SQL Server Performance

Searching for string in Text data

Discussion in 'T-SQL Performance Tuning for Developers' started by benwilson, Nov 28, 2004.

  1. benwilson New Member

    Hi All,

    I am working on a function that searches through data in field of data type text for a string, and returns some characters found after the string.

    When i hard-code the search string or use a char data type the same length as the search string, i am able to find where the search string begins fine using the following code:

    DECLARE @TransactionId AS nvarchar (30),
    @ApplicantType As nvarchar (20),
    @EnquiryDate AS datetime,
    @CreditEnquirer AS char (17)

    SET @TransactionId = 'FN000000046065'
    SET @ApplicantType = 'Primary'
    SET @EnquiryDate = (SELECT TOP 1 EnquiryDate FROM tbl_ApplicantEnquiryCreditFileCreditEnquiry WHERE TransactionId = @TransactionId)
    SET @CreditEnquirer = 'HOMELOANS LTD NSW'


    SELECT TOP 1 CHARINDEX(@CreditEnquirer, Report)
    FROM tbl_ApplicantEnquiry
    WHERE (TransactionId = @TransactionId) AND (ApplicantType = @ApplicantType) AND
    (@EnquiryDate = EnquiryDate)

    THe problem is that the length of the search string varies so @CreditEnquirer can not be a char (17)- it needs to be a varchar, or i need to set the length of the char dynamically to the length of the search string.
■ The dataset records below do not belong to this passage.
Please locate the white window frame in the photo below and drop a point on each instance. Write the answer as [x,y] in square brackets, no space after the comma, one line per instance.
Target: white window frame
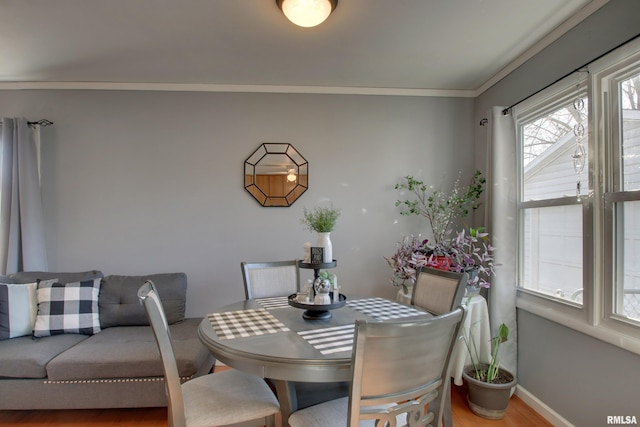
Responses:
[596,316]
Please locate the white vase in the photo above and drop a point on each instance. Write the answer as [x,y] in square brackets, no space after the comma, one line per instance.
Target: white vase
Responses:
[324,242]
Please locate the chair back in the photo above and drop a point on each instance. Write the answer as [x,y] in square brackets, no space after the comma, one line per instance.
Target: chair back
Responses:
[405,362]
[438,291]
[150,300]
[270,279]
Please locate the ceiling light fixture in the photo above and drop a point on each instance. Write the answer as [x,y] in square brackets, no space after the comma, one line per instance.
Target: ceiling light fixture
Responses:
[307,13]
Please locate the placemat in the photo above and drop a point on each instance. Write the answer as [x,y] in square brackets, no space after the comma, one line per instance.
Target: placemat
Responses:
[274,302]
[330,340]
[245,323]
[383,309]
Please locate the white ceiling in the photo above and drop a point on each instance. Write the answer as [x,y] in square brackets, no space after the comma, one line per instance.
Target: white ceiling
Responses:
[459,46]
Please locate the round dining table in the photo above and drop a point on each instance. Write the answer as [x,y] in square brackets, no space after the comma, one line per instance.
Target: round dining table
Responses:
[270,338]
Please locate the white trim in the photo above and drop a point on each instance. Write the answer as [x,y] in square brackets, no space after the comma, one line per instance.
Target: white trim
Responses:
[196,87]
[563,28]
[558,32]
[541,408]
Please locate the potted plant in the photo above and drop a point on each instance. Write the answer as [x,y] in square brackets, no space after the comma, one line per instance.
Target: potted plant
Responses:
[488,385]
[410,256]
[471,252]
[441,209]
[322,220]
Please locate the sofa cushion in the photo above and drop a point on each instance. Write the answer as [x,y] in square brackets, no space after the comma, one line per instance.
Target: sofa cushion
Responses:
[119,304]
[18,308]
[26,357]
[67,308]
[34,276]
[129,351]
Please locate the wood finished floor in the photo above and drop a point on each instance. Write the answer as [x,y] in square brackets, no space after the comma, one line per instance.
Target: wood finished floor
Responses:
[518,415]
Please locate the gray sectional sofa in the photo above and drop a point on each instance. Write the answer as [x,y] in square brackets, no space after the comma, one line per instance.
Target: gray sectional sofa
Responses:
[117,367]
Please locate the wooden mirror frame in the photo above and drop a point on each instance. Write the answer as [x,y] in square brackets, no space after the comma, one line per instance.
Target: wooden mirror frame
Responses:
[276,174]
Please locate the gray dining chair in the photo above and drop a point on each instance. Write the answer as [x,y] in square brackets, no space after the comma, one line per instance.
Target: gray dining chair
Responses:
[438,291]
[398,368]
[270,279]
[218,399]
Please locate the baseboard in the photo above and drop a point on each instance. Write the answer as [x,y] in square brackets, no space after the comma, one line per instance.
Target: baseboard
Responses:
[541,408]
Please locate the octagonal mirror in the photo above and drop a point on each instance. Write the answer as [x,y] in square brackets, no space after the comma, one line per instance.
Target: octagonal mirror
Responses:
[276,174]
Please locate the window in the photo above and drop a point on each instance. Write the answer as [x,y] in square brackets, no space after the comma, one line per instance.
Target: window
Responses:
[579,200]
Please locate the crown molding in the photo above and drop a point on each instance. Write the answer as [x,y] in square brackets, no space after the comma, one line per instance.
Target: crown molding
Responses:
[185,87]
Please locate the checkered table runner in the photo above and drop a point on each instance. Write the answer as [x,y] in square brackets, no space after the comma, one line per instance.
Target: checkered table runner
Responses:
[330,340]
[383,309]
[245,323]
[274,302]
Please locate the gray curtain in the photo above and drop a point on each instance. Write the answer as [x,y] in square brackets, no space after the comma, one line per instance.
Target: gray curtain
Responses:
[502,222]
[21,218]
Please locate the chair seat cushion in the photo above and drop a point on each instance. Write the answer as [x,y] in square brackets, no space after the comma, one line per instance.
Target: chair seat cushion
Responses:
[332,414]
[227,397]
[129,351]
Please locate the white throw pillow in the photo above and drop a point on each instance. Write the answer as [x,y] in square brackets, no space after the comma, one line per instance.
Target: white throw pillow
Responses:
[18,309]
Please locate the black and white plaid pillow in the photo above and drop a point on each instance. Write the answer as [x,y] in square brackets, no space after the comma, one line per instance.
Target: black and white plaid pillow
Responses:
[67,308]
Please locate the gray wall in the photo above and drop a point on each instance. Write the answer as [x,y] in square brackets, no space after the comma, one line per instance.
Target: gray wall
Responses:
[580,377]
[145,182]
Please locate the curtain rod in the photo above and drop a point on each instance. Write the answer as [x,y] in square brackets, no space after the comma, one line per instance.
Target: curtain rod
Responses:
[506,110]
[41,122]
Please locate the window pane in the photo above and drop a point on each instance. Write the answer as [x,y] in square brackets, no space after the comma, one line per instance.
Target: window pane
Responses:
[628,286]
[552,251]
[553,160]
[630,100]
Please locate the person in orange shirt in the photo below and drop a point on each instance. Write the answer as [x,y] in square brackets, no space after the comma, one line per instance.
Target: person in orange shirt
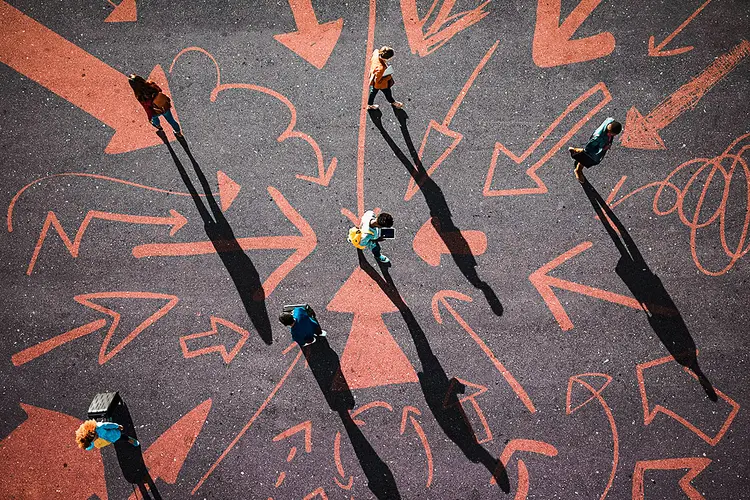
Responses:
[381,77]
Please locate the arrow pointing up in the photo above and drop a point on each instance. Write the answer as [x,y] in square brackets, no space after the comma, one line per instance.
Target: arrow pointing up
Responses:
[643,132]
[371,356]
[42,55]
[312,41]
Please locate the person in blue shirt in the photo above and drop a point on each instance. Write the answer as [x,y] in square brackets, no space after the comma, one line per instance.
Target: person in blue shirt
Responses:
[594,150]
[92,434]
[304,326]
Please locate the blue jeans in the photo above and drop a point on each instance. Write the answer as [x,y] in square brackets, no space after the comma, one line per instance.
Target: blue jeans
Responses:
[168,115]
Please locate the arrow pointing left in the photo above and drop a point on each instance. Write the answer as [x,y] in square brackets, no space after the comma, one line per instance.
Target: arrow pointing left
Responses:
[62,67]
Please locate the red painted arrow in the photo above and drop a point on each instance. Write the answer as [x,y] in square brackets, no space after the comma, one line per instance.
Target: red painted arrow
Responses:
[176,220]
[303,244]
[426,42]
[371,356]
[442,128]
[657,51]
[694,464]
[166,456]
[544,283]
[40,459]
[430,245]
[312,41]
[124,12]
[410,412]
[34,352]
[643,132]
[441,298]
[226,355]
[78,77]
[552,44]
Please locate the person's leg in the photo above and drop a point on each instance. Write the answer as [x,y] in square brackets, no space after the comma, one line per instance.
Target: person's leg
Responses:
[173,122]
[371,98]
[389,97]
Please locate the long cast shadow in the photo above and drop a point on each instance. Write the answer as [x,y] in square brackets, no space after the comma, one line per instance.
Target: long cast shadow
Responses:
[662,313]
[441,217]
[440,392]
[326,367]
[241,269]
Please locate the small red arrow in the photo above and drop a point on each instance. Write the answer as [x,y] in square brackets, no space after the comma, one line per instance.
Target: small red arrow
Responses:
[442,128]
[426,42]
[67,471]
[544,283]
[176,220]
[694,464]
[166,456]
[312,41]
[303,244]
[78,77]
[371,356]
[552,44]
[643,132]
[34,352]
[221,348]
[657,51]
[441,297]
[430,245]
[410,412]
[124,12]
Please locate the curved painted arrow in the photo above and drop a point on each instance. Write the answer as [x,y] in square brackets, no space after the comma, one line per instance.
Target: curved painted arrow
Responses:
[324,176]
[597,394]
[441,298]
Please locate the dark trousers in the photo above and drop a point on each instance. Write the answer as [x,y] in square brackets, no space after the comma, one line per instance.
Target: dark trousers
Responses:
[374,92]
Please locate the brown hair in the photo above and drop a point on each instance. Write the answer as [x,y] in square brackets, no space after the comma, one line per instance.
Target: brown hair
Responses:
[141,88]
[385,52]
[86,433]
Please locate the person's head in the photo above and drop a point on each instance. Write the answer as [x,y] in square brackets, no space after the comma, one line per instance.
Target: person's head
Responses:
[614,128]
[384,220]
[385,52]
[286,319]
[86,434]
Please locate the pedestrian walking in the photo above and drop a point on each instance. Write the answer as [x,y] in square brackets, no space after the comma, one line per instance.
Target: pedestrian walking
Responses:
[303,324]
[594,150]
[92,434]
[155,102]
[381,77]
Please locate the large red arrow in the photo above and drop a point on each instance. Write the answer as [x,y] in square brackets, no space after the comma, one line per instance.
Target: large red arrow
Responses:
[426,42]
[544,283]
[443,128]
[643,132]
[78,77]
[441,298]
[312,41]
[175,219]
[302,245]
[34,352]
[658,50]
[552,44]
[371,356]
[221,348]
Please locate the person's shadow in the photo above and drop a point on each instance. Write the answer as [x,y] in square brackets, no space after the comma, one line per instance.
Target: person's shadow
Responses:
[241,269]
[326,368]
[440,213]
[130,457]
[440,392]
[647,288]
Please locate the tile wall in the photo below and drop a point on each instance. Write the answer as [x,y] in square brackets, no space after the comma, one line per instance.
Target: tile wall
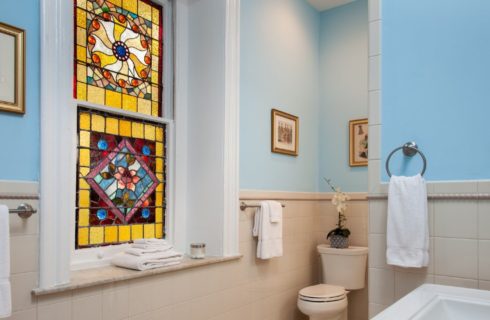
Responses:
[248,289]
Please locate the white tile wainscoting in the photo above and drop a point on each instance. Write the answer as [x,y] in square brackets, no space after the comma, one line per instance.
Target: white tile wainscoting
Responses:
[245,289]
[459,244]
    I cant make it a varchar as SQL Server has an error when comparing text to varchar, and i cant seem to set the length of the char dynamically. Does anyone have any suggestions???

    Much appreciated,
    Ben
  2. benwilson New Member

    ok, i have solved my immediate problem...turns out the data in the text field always has spacing after it to make up at least 50 characters, so i can just use a char (50) for the search text...

    but, if anyone knows how to set the length of the char dynamically, i am still keen to know!
  3. vbkenya New Member

    quote:
    turns out the data in the text field always has spacing after it to make up at least 50 characters

    If it is within your control, things may be a little bit easier if you change that TEXT column to varchar(50). Text type columns are actually mean't to hold stuff that would require more than 8K characters.
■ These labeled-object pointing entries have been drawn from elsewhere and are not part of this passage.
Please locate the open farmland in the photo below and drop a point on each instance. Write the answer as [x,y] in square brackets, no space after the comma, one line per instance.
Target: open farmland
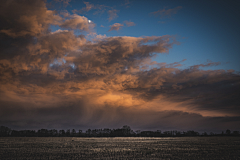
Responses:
[23,148]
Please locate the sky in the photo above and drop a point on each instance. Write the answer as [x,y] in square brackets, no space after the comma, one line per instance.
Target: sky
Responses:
[152,65]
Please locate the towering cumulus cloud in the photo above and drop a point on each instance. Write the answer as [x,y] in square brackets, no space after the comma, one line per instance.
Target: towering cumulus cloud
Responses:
[61,80]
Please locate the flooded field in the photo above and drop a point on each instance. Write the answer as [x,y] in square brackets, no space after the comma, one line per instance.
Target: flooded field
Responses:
[24,148]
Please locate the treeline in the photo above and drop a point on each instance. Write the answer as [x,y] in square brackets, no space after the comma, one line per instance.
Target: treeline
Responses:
[125,131]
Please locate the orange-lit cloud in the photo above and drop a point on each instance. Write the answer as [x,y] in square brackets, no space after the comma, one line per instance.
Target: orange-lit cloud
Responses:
[115,26]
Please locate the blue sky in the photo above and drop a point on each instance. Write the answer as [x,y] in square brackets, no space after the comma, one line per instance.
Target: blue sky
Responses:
[207,30]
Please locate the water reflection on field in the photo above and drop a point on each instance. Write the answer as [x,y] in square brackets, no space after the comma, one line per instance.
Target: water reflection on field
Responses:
[119,148]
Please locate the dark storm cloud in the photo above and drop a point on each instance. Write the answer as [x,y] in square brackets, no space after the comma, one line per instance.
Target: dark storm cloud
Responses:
[129,23]
[57,79]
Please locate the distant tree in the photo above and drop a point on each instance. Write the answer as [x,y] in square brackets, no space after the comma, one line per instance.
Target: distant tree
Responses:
[228,132]
[62,133]
[5,131]
[73,133]
[235,132]
[68,133]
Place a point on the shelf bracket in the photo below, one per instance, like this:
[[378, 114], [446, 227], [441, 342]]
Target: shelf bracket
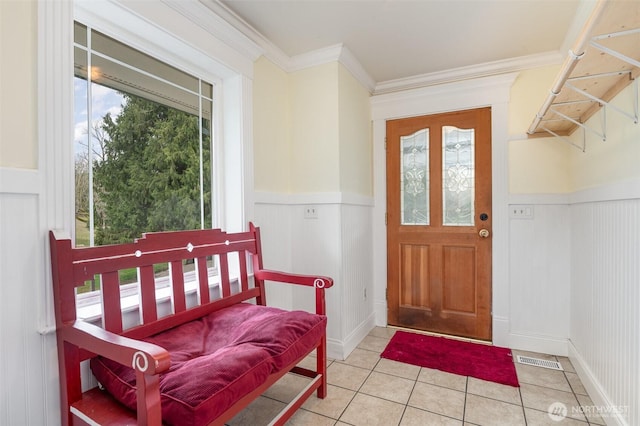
[[567, 140], [615, 53], [602, 135], [633, 116]]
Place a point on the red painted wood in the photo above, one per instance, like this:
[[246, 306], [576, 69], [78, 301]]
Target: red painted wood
[[111, 311], [148, 294], [103, 409], [78, 341], [224, 275], [177, 284], [203, 280], [244, 279], [148, 398]]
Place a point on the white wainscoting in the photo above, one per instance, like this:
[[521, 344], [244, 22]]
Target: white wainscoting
[[539, 275], [605, 291], [28, 362], [337, 243], [574, 274]]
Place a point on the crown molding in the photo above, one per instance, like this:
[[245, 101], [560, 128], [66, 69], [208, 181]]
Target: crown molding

    You can then have your CreditEnquirer variable as varchar(50) and compare it without pain.



    Nathan H.O.
    Moderator
    SQL-Server-Performance.com
  4. Adriaan New Member

    Perhaps this gives you a clue what you need to do - no need to change data types on a any table:
    DECLARE @Test VARCHAR(50), @Reference CHAR(100)
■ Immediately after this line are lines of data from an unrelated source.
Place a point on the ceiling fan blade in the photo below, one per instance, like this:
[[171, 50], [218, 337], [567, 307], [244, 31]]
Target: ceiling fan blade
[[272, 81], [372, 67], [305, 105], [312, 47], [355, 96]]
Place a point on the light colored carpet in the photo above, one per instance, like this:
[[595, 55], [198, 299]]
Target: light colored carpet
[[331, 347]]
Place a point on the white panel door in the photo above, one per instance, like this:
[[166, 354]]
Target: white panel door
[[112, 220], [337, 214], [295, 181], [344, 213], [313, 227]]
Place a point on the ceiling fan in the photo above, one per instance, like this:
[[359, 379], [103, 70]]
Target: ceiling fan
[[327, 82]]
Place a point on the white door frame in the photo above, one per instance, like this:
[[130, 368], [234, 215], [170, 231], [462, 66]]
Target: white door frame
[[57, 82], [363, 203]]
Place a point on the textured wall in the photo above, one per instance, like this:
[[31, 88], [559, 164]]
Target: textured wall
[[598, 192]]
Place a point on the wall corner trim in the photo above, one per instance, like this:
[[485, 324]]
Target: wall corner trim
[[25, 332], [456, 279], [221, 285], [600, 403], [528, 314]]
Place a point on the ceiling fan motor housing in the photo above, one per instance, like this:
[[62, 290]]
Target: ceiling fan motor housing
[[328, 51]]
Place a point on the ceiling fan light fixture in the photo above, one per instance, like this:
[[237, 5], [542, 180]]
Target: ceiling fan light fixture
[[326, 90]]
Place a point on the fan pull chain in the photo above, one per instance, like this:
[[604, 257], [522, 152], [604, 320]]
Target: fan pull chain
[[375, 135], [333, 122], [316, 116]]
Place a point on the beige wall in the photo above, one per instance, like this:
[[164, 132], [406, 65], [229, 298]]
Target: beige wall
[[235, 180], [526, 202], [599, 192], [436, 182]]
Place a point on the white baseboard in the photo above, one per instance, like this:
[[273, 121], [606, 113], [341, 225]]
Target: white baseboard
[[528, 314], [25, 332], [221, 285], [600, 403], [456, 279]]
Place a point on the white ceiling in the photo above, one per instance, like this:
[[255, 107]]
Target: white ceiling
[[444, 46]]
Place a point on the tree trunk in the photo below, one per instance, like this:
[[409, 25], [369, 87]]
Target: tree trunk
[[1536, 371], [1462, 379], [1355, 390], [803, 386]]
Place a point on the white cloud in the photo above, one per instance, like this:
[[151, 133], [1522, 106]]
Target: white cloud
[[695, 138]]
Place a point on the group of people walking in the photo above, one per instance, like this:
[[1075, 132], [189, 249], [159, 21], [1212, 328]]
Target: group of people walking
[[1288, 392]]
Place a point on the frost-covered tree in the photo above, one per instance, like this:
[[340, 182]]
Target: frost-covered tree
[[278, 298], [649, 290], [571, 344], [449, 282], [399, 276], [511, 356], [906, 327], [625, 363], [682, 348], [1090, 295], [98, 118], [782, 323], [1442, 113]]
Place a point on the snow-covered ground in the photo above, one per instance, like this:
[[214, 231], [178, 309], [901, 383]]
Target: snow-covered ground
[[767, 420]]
    SET @Reference = 'kuala lumpur'
    SET @Test = 'lu'

    SELECT CHARINDEX(@Test, @Reference)
    SELECT SUBSTRING(@Reference, CHARINDEX(@Test, @Reference) + LEN(@Test), LEN(@Reference))
  5. FrankKalis Moderator

    quote:Originally posted by Adriaan

    Perhaps this gives you a clue what you need to do - no need to change data types on a any table:
    Just be aware of this behaviour of CHARINDEX.


    create table foobar
    (
    c1 text
    )
    declare @mystring varchar(8000)
    set @mystring = replicate('0', 8000)
    declare @mystring2 varchar(8000)
    set @mystring2 = replicate('1', 8000)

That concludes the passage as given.